Saturday, September 13, 2014

Modern C++ at work to build extensible serialization system

In this post I will present general C++ techniques to achieve static polymorphism and static dispatch that can be applied in wide range of applications. I will also present a possible implementation, maybe oversimplified, for classes from C++ standard library. Don't implement them by yourself! Use them from the standard library! I implemented them to provide an introduction for the more advanced topics presented at the end.

As a teaser you can check the full sample code on github, but I strongly recommend to read the full post before doing so because the code might look difficult to understand otherwise.

The serialization is used just as an practical example for why we need to know these techniques.
I won't talk about what type of serialization is better - text or binary nor about the portability or extensibility of serialized data because it's not the purpose of this post.
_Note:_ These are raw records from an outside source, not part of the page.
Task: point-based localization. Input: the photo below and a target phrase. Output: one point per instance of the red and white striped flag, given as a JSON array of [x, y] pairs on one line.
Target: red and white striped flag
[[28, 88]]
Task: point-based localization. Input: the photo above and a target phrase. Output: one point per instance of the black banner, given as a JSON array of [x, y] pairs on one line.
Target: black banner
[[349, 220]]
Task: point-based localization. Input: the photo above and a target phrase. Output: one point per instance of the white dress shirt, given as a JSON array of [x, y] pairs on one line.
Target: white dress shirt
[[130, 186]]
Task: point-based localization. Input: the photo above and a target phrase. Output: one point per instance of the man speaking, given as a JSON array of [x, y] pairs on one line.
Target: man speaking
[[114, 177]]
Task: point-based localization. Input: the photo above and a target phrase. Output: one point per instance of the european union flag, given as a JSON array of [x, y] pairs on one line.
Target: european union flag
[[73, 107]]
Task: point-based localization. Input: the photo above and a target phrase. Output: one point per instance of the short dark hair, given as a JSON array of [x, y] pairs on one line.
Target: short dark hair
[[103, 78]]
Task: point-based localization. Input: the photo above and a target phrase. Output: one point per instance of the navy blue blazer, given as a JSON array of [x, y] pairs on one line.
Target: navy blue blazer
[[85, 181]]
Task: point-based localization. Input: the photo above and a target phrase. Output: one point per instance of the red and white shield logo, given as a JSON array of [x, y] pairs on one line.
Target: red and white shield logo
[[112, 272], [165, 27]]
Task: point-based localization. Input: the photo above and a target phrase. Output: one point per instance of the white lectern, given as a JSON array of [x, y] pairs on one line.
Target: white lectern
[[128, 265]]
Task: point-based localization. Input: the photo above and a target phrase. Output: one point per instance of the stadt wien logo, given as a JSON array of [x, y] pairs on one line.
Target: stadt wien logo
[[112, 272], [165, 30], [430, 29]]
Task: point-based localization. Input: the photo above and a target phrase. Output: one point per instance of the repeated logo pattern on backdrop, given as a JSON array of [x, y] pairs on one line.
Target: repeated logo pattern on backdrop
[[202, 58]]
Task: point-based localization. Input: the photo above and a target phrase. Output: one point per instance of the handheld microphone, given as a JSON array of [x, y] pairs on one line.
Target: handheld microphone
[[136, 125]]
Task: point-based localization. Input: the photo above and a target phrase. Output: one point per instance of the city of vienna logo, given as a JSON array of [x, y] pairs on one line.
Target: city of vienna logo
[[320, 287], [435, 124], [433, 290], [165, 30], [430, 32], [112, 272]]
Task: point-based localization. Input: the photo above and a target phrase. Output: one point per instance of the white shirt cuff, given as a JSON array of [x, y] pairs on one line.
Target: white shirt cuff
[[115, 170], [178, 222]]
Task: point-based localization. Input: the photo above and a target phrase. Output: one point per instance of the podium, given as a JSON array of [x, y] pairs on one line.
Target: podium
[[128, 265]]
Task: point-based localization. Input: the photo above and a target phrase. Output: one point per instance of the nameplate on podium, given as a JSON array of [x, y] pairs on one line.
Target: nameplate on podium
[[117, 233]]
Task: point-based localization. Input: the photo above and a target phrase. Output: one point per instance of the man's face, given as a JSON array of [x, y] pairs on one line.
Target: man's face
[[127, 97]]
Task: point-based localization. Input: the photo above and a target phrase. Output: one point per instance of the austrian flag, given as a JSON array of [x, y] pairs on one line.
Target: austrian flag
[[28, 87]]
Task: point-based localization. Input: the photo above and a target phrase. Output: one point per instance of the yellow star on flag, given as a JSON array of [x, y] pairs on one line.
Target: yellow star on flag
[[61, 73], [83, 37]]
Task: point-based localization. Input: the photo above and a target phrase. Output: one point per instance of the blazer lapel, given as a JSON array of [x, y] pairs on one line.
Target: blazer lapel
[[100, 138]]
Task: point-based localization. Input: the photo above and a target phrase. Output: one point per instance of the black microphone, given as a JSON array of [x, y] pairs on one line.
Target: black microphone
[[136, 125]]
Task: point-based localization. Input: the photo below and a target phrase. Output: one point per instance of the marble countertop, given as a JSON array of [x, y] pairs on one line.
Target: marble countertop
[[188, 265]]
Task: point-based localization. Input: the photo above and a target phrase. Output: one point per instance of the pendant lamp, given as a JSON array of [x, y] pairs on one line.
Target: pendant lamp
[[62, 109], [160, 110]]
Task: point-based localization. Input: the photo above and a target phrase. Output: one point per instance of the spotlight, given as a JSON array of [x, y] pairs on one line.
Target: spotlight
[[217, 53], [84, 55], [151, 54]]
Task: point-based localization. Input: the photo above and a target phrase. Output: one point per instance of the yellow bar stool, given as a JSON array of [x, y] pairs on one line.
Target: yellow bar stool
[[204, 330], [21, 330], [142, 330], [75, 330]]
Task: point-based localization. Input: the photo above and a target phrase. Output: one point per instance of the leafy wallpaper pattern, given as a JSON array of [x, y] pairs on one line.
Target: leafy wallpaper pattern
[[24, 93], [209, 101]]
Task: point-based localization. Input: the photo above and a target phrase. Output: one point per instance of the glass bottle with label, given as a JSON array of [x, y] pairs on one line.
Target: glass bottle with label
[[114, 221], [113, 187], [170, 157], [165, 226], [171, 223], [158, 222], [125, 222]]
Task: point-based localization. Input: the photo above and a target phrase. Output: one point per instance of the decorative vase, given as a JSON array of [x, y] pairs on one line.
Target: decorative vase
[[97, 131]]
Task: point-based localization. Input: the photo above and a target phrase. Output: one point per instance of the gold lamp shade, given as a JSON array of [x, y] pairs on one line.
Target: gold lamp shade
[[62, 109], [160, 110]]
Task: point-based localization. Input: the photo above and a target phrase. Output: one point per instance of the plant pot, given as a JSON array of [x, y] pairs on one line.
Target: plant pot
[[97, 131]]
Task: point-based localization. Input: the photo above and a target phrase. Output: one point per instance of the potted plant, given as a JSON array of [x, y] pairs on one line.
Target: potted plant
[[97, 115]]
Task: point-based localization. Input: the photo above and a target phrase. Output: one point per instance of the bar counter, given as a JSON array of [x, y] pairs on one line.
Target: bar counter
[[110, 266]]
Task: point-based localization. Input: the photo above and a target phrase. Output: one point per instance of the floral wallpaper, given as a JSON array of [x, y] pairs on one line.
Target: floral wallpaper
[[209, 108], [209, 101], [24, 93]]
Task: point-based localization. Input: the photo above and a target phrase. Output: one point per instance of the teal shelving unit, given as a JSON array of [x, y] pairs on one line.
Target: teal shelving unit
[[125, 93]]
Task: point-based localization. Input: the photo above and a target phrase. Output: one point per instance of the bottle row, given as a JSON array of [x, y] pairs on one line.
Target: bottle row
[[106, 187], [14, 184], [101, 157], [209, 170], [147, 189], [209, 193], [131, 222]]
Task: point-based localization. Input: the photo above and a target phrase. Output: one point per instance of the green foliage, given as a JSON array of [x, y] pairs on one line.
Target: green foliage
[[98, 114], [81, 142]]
If you need a well tested serialization system you can take a look at Boost Serialization or Google Protocol Buffers. For the sake of simplicity I will use binary serialization and std::streams

So... what is serialization? According to Wikipedia Serialization is:
... the process of translating data structures or object state into a format that can be stored (for example, in a file or memory buffer, or transmitted across a network connection link) and reconstructed later in the same or another computer environment.
I will start with a simple example - how to serialise one int:

void Serialize(std::ostream& stream, int value)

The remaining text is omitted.